La mer, un réservoir à médicaments
La pandémie et sa recherche de vaccins ont mis l’emphase sur l’urgence vitale à préserver la biodiversité marine et les trésors médicamenteux qu’elle recèle. Car si les changements dans l’océan nous impactent, l’océan est aussi la source de solutions.
C’est d’abord en plongeant dans les profondeurs des abysses que le biologiste marin Franck Zal a exploré les capacités d’adaptation respiratoire de vers des sources hydrothermales. Et depuis, c’est à un ver commun des côtes bretonnes qu’il consacre son attention. Il a découvert que l’arénicole, qui s’arrête de respirer pendant six heures à marée basse (et est responsable des myriades de petits tourbillons de sable sur la plage !), possède une hémoglobine capable de transporter quarante fois plus d’oxygène que l’hémoglobine humaine. « J’ai alors démissionné du CNRS pour amener la molécule vers le lit des patients. » Il fonde en 2007 l’entreprise Hemarina à Morlaix (Finistère) qui développe à partir de cette hémoglobine des applications telles que HEMO2life®, un additif pour des solutions de préservation d’organes. « La molécule fonctionne comme une éponge, elle lie l’oxygène, puis le libère graduellement dans un milieu hypoxique », explique-t-il. Le premier homme à se faire greffer une deuxième face par le professeur Lantieri a bénéficié de ce produit qui est aujourd’hui un dispositif médical de classe 3 pour les greffes de rein principalement. Franck Zal ne collecte plus des vers sur la plage de Roscoff (Finistère), mais a investi une ferme marine à Noirmoutier (Vendée), transformée en élevage d’arénicoles.
Moins de 0,5 % des organismes marins ont été étudiés en termes de recherche thérapeutique
Depuis 50 ans, 25 000 molécules ont ainsi été isolées d’organismes marins, avec une augmentation de 5 % par an. Les spécificités du milieu entraînent une variété d’adaptations biologiques conduisant à la production d’un large spectre de molécules prometteuses. Une douzaine sont devenues des anticancéreux, antibiotiques, antiviraux, immunosuppresseurs, régénérateurs osseux et des outils de laboratoires (sondes moléculaires, protéines de fluorescence, catalyseurs). Une douzaine, cela peut sembler peu, mais il s’agit souvent de thérapeutiques puissantes qui ouvrent la voie pour des maladies incurables.
Un ver breton permet l’oxygénation de greffons avant transplantation.
Comme l’AZT, la première molécule utilisée contre le VIH, isolée de Tectitethya crypta, une éponge des Caraïbes, et désormais synthétisée chimiquement (Retrovir). Treize prix Nobel de médecine sont d’ores et déjà liés à la production marine. Par exemple, en 1913, les travaux de Charles Richet sur le venin de la physalie mettent en évidence le phénomène de choc anaphylactique. Ou, en 2000, Eric Kandel détermine les bases moléculaires de la mémoire grâce à une limace de mer. Le milieu marin et sa biodiversité représentent ainsi une « chimiothèque » extraordinaire.
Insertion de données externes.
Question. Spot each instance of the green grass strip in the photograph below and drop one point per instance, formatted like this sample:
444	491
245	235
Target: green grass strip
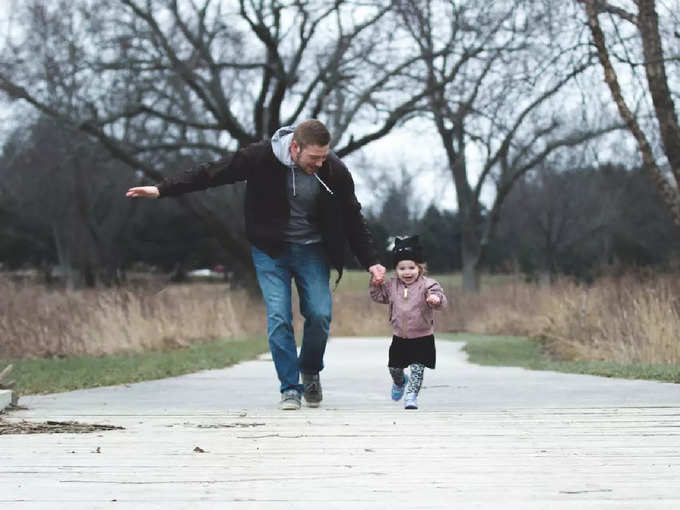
511	351
57	375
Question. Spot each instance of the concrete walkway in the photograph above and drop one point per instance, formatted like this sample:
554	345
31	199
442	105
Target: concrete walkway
484	437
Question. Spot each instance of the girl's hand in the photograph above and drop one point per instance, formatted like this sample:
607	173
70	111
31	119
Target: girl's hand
433	300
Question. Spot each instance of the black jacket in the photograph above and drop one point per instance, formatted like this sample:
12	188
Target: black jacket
266	205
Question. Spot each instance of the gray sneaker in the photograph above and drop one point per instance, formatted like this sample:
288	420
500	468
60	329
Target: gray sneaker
290	400
313	394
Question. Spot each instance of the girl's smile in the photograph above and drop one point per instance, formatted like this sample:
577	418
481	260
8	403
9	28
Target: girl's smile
407	271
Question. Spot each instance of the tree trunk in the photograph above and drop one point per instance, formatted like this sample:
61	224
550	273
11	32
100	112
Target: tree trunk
648	24
666	190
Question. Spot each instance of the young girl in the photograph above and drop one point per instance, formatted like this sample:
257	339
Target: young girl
412	297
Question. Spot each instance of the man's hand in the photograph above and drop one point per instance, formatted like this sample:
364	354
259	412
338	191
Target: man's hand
143	192
377	273
433	300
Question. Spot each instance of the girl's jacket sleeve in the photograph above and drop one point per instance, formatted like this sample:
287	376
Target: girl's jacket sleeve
433	288
380	292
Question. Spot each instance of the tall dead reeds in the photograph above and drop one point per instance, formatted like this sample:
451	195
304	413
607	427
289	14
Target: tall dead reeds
41	323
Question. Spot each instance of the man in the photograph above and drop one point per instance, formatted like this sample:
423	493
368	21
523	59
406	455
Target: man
300	207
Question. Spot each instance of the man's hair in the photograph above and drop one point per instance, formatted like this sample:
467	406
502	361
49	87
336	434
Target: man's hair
311	132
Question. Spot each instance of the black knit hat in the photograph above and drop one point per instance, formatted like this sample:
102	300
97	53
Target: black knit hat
407	248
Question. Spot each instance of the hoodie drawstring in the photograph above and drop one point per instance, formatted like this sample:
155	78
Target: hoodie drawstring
318	179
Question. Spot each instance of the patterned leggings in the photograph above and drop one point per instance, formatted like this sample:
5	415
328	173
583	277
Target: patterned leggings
415	379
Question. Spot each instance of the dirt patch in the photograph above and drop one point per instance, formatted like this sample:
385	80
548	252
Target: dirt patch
52	427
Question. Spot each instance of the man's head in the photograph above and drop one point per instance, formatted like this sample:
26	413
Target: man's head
310	145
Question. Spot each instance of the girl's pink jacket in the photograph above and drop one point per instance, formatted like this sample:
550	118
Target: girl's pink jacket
409	313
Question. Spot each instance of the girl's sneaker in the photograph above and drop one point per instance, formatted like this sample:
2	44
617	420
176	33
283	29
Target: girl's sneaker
411	401
398	391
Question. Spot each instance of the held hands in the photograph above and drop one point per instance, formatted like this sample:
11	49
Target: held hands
143	192
378	272
433	300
Les possibilités semblent infinies puisque moins de 0,5 % des organismes marins ont été étudiés en termes de recherche thérapeutique. La recherche cosmétique est également dynamique. Les laboratoires de Biarritz (Pyrénées-Atlantiques) ont par exemple breveté des actifs issus d’une algue rouge de la côte basque. Récoltée lorsqu’elle s’échoue sur les plages à l’automne, Gelidium sesquipedale est employée pour ses propriétés gélifiantes et antioxydantes. Si les recherches s’exercent de la surface jusqu’aux abysses, la ruée vers la biodiversité doit être encadrée. La haute mer n’est couverte par aucun protocole ou traité sur la protection et l’exploitation des ressources génétiques, alors qu’on y effectue des bioprospections. Des négociations sont en cours à l’ONU pour réguler ce territoire.